Aktivierte Hirnbereiche bringen Lernerfolge

Für Michaela Sambanis, Professorin für Didaktik am Institut für Englische Philologie an der Freien Universität Berlin, bilden Fremdsprachendidaktik und Neurowissenschaften erwiesenermaßen eine produktive Allianz. „Als Faustregel lässt sich sagen: Je mehr Hirnbereiche im Lernprozess aktiviert werden, desto höher der Lernerfolg“, erklärt die Autorin des Buches „Fremdsprachenunterricht und Neurowissenschaften“ (Narr Studienbücher, Tübingen 2013).

Verstärkte Aktivitäten in unterschiedlichen Hirnregionen ermöglichen bessere Lernerfolge. Zum Beispiel beim Bewegungslernen, wo Sprache mit Bewegung kombiniert wird und ein sensomotorischer Zugang etwa das Einprägen von Vokabeln erleichtert. Ein anschauliches Praxis-Beispiel mit entsprechenden Übungen zeigt ein Japanisch-Kurs für Anfänger am Leipziger Max-Planck-Institut für Neurowissenschaften unter Anleitung der Sprachforscherin Dr. Manuela Macedonia, wo das Erlernen neuer Wörter mit spezifischen Bewegungen kombiniert wird: https://www.youtube.com/watch?v=i3ACkpBqDeY.
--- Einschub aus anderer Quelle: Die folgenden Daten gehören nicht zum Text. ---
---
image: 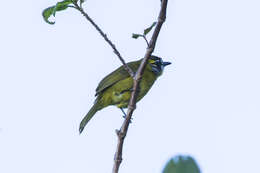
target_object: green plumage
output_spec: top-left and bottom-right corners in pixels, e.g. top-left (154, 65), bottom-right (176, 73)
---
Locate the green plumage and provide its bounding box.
top-left (79, 56), bottom-right (170, 133)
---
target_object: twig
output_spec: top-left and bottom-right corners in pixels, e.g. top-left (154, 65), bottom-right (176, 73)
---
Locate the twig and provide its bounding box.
top-left (73, 2), bottom-right (135, 77)
top-left (113, 0), bottom-right (168, 173)
top-left (142, 35), bottom-right (149, 47)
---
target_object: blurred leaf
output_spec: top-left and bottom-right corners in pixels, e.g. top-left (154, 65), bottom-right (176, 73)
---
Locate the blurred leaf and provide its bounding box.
top-left (132, 34), bottom-right (143, 39)
top-left (80, 0), bottom-right (86, 6)
top-left (163, 156), bottom-right (200, 173)
top-left (144, 22), bottom-right (156, 35)
top-left (42, 0), bottom-right (72, 25)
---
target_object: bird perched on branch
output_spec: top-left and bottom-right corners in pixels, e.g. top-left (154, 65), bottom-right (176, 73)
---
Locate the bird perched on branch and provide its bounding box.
top-left (79, 55), bottom-right (171, 133)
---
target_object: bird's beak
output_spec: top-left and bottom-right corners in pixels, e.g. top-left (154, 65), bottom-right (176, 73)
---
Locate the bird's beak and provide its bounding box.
top-left (163, 62), bottom-right (171, 67)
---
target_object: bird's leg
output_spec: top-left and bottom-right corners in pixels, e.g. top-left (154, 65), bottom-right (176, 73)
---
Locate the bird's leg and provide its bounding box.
top-left (120, 108), bottom-right (133, 123)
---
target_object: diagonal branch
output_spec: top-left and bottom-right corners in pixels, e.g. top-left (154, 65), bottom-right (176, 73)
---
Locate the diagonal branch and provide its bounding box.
top-left (73, 1), bottom-right (134, 77)
top-left (113, 0), bottom-right (168, 173)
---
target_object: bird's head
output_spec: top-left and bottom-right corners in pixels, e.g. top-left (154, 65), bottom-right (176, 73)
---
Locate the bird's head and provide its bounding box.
top-left (149, 55), bottom-right (171, 76)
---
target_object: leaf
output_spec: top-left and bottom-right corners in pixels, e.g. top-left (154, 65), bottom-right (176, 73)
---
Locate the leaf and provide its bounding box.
top-left (163, 156), bottom-right (200, 173)
top-left (42, 0), bottom-right (72, 25)
top-left (144, 22), bottom-right (156, 35)
top-left (80, 0), bottom-right (86, 6)
top-left (132, 34), bottom-right (143, 39)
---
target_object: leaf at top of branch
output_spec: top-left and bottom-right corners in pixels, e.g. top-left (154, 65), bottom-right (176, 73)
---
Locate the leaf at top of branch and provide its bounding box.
top-left (42, 0), bottom-right (73, 25)
top-left (80, 0), bottom-right (86, 6)
top-left (144, 22), bottom-right (156, 35)
top-left (132, 33), bottom-right (143, 39)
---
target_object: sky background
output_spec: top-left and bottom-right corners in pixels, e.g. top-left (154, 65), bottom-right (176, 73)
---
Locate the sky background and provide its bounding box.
top-left (0, 0), bottom-right (260, 173)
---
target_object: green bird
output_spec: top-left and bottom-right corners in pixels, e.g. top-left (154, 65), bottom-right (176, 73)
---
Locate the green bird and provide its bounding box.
top-left (79, 55), bottom-right (171, 133)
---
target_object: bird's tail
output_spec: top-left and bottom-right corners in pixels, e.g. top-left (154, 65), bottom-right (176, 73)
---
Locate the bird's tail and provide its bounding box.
top-left (79, 102), bottom-right (99, 133)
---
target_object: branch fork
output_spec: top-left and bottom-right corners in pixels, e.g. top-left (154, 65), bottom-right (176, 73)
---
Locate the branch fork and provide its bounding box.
top-left (73, 0), bottom-right (168, 173)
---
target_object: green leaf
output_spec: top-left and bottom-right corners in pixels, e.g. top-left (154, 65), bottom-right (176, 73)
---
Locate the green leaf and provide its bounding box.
top-left (163, 156), bottom-right (200, 173)
top-left (80, 0), bottom-right (86, 6)
top-left (132, 34), bottom-right (143, 39)
top-left (144, 22), bottom-right (156, 35)
top-left (42, 0), bottom-right (72, 25)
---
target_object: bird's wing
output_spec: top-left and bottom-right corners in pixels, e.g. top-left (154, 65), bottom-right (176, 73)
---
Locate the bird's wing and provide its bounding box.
top-left (95, 60), bottom-right (140, 96)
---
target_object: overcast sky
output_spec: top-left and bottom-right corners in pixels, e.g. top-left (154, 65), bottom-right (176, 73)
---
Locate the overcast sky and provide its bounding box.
top-left (0, 0), bottom-right (260, 173)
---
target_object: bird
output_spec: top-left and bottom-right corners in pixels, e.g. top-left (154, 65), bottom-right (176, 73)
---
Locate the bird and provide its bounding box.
top-left (79, 55), bottom-right (171, 134)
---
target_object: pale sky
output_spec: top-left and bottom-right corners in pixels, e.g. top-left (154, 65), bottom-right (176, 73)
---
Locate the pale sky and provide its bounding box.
top-left (0, 0), bottom-right (260, 173)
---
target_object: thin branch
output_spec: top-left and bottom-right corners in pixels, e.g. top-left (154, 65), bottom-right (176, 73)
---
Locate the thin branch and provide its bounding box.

Bauchklopfer gegen den Hunger

Zur japanischen Begrüßungsformel „konnichiwa“ faltet Manuela Macedonia die Hände und verbeugt sich. Die Gruppe macht es ihr nach und wiederholt jede Übung mindestens zwölf Mal, damit sich die Wörter gut einprägen. Wichtig ist beim Bewegungslernen immer, dass die Bewegung zum Sinn der jeweiligen Aussage passt. So klopfen sich Lehrerin und Lerngruppe beim Bekenntnis „Onaka ga suita“ („Ich habe Hunger“) demonstrativ auf den Bauch.

„Forschungen der letzten Jahre haben ergeben, dass beim Bewegungslernen Bereiche im Gehirn aktiviert werden, die Bewegungen steuern. Dadurch werden Informationen umfassender gespeichert“, erläutert Michaela Sambanis. Dies führe quer durch alle Altersgruppen dazu, dass beispielsweise Vokabeln stärker im Hirn verankert sind und sich langfristig besser merken lassen. „Man lernt ein Wort, indem man es hört und liest und sich dann merkt. Beim Bewegungslernen kommt positiv verstärkend dazu, dass das Gehirn ein gelerntes Wort beim Aufrufen oder Erinnern mit der dazu gelernten Bewegung verknüpft.“

Bewegung, Drama, Emotion und Kognition

Michaela Sambanis weiß, dass Bewegungslernen den meisten Lernenden Spaß macht und sie motiviert. Und Lehrkräfte können es im Unterricht leicht umsetzen. Auch performative Theater- und Drama-Methoden, wie sie in der Zeitschrift „Scenario“ vorgestellt werden, sowie Konzepte, die beim Lernen auf das Zusammenspiel zwischen Emotionen und Kognitionen setzen, basieren auf neurowissenschaftlichen Erkenntnissen. „Situationen, an denen wir aktiv beteiligt sind und Dinge, die uns emotional berühren, sorgen nachweislich für bessere Lerneffekte“, führt Sambanis aus. Ganz gleich, ob es sich dabei um ein Bild, ein persönliches Erlebnis oder eine dramatisch inszenierte Lernsituation handelt.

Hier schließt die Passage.